Oktoberfest, Schmoktoberfest.

Let's play a little word association, hm?

I say "meow."
You say "cat."

I say "eraser."
You say "pencil."

I say "Oktoberfest."
You say "German beer drinking party."

You be wrong.

Oktoberfest is a fall carnival of sorts put on by EJ's school. This is in addition to the Halloween party and Walk-A-Thon, the difference being that Oktoberfest serves purely to put so-called Beta-Moms in their place.

A huge component of Oktoberfest is the pumpkin decorating contest. I know its huge because the weekly newsletter has been begging for entries since the middle of September. The rules state, and I quote "There are no rules! Families, have fun!"

Since I happen to be a pumpkin carver extraordinaire (I've won several contests with highly detailed carvings of famous people,) I told EJ to pick something, and I would carve it. She waited till the last minute, and couldn't make up her mind, so I had only about an hour this morning to produce a prize winning gourd.

Here's what I came up with:

Simple and recognizable, but impressive to elementary age kids, I figured. I thought he was kind of cute.

Oh the trouble my little Stewie would bring.

I dragged the three younger kids to EJ's school at lunchtime to drop him off. In typical crappy mom fashion, we squealed in just minutes before the 1pm deadline, and I didn't have the entry form. Hell, I didn't know there was supposed to be an entry form, but at this school, there is no benefit of the doubt.

I filled out the form and put Stewie on the table, and then I looked around at the other pumpkins. Firstly, ours was the only one that was carved - the rest were all painted, and all had props of some sort. One was on its side, and the stem was a nose, and it was painted like a witch, wearing a witch hat. One was painted green, and had little green gourds attached for head and feet, and it was a turtle. It was on a rock, in a pond, with water around it. What a little overacheiver.

That is the type of school we are dealing with.

So I wasn't at all surprised when a woman came out of the teacher's lounge to tell me where to put the pumpkin. (Apparently I had even screwed that up, and put the pumpkin on the wrong table. Horror of horrors!) She looked at Stewie for a moment, and then tapped her chin and asked who carved it.

"Me," I said. "But EJ helped." She didn't, but she's the one who wanted a damn pumpkin to begin with.

"Hm," she answered. She looked over the entry form I had filled out, and then looked back at Stewie. "That's from that one cartoon, right?" she asked.
"Well, yeah," I said. "Family Guy."

"That show isn't really aimed at little kids," she pointed out.

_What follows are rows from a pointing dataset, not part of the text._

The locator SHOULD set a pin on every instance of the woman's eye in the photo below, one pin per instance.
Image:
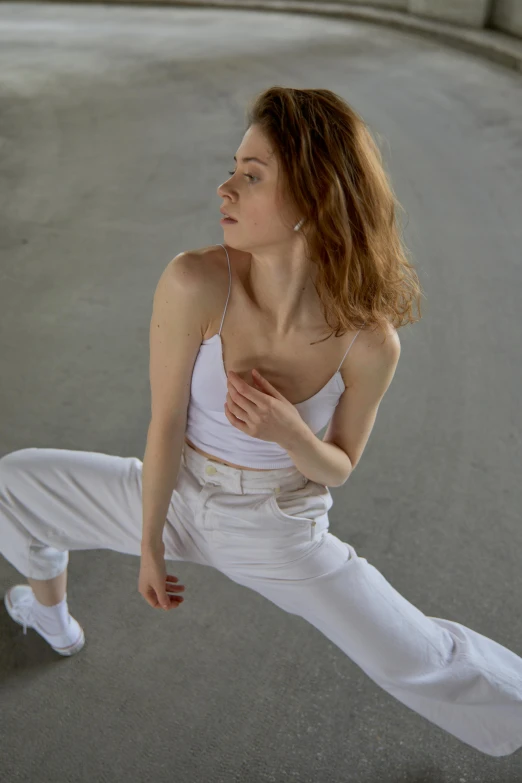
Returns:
(246, 175)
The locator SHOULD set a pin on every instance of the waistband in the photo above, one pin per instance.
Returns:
(238, 481)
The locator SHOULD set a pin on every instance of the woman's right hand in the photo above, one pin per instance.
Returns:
(154, 584)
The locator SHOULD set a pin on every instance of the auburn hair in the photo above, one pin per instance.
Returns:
(333, 172)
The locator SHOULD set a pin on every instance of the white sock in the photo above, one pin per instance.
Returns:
(52, 619)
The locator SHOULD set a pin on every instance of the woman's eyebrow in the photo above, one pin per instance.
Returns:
(246, 160)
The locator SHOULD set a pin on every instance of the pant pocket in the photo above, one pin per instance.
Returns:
(307, 506)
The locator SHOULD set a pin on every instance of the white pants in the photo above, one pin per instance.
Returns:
(268, 531)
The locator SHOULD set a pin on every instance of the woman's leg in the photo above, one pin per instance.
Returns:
(50, 592)
(56, 500)
(460, 680)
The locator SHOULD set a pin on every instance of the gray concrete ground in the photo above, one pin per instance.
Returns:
(117, 125)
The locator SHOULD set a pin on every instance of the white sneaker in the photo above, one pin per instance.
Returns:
(19, 604)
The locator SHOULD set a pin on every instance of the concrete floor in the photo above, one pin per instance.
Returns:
(116, 126)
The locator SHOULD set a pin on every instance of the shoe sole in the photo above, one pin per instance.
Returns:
(69, 650)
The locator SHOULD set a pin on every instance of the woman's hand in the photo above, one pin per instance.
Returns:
(262, 412)
(158, 588)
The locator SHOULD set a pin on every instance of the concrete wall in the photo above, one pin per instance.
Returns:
(391, 5)
(507, 16)
(471, 13)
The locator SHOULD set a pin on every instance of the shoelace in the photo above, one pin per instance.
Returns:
(24, 607)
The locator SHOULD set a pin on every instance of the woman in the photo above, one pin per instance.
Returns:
(233, 474)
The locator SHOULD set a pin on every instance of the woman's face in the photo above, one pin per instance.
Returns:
(253, 196)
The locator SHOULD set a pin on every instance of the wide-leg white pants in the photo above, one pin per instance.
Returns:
(268, 531)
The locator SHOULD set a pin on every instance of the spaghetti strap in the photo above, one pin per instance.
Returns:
(229, 288)
(354, 339)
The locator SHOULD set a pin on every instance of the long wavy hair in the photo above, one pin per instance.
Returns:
(333, 172)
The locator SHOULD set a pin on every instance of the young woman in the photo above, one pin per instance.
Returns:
(314, 283)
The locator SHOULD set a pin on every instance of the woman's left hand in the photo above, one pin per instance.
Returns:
(262, 412)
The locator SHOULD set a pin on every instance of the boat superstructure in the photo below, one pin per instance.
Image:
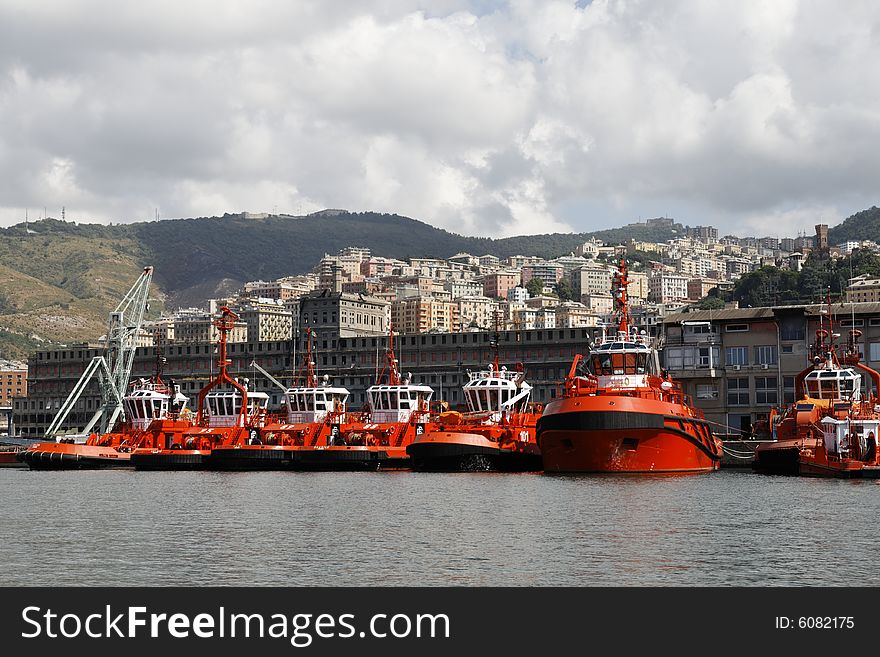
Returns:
(831, 430)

"Well, yeah, but my kids watch clips of it on YouTube and they think its really funny."

"Hm. Hmmmmm." She frowned. "I don't think we can allow that."

I looked at her hard. "The rules state 'no rules,' and my daughter is going to be very upset if you don't let us enter. We're entering the contest. With Stewie."

I gathered up the kids and walked away. I would have liked to spin on my heel and storm out, or at least leave with a little dignity, but instead I picked up The Babe in his car seat, sat Beastie on my hip (from where she immediately wiped her snotty nose on my shoulder), and nudged Four out the door.


Later that night, we attended the stupid really fun Oktoberfest carnival thing. The numerous newsletters that had been sent home for six weeks prior to Oktoberfest forgot to mention one very important fact - unlike the other fundraisers, which are strictly donation only, everything at Oktoberfest cost money.

So we're standing in line to get the various handouts and coloring pages when I realize the lady is selling tickets. "Tickets?" She smiled and tapped the sign on the table. "For the games. And food."

My heart sank. I had no cash with me at all, not even change. "How many tickets do the games cost?" I asked. She tapped the sign again. "Just one, and food is anywhere from one to four tickets."

"Oh. Okay."

I felt about three inches tall as I wheeled the gigantic double stroller out of the ticket line and started towards the door. "No chance you take credit cards?" I asked over my shoulder, jokingly. No one answered me.

We made our way through the crowd of people toward the front door, and I could see that the light rain that had been falling all day had become a downpour. "Great. Just great."
The stroller's wheels kept getting hung up on the table legs, and the brightly painted pumpkins displayed there wobbled ominously as I wrenched them out. "Mom, where are we going?" EJ asked. I swallowed. "Well, we're going home, sweetheart. Mommy doesn't have any money. Mommy thought it was free, like the other festivals." (Clarification - my children call anything fun, from a party to a parade, a festival. Or, more accurately, a festi-ble.)

Just then, someone tapped me on the shoulder. It was the woman who ran the ticket line, holding five dollars worth of tickets. "Here you go," she said. "I don't have any kids here tonight, so I'll just put five dollars in for you."
"Oh, no, you don't have to do that," I said.
"Five dollars should be enough for the kids to play a few games and get a hot dog," she said. "You should have enough for the baby to have a hot dog too." She pressed the tickets into my hand.

"Thank you," I replied. "Thank you so much."

She walked back to the booth. "I have money," I called after her. "I just forgot it." She turned and smiled at me. I could tell she knew I was lying through my teeth.

The kids played all the little games, and sure enough, they had enough for a hot dog apiece, and a Coke to split.

As far as the contraband Stewie - well, he didn't win any awards, but I overheard lots of parents (Dads, mostly) talking about him. One guy was talking to his kid in Stewie's voice, and the kid was looking at him like he was from space. I have a feeling that kid got to watch some Family Guy clips on YouTube that night.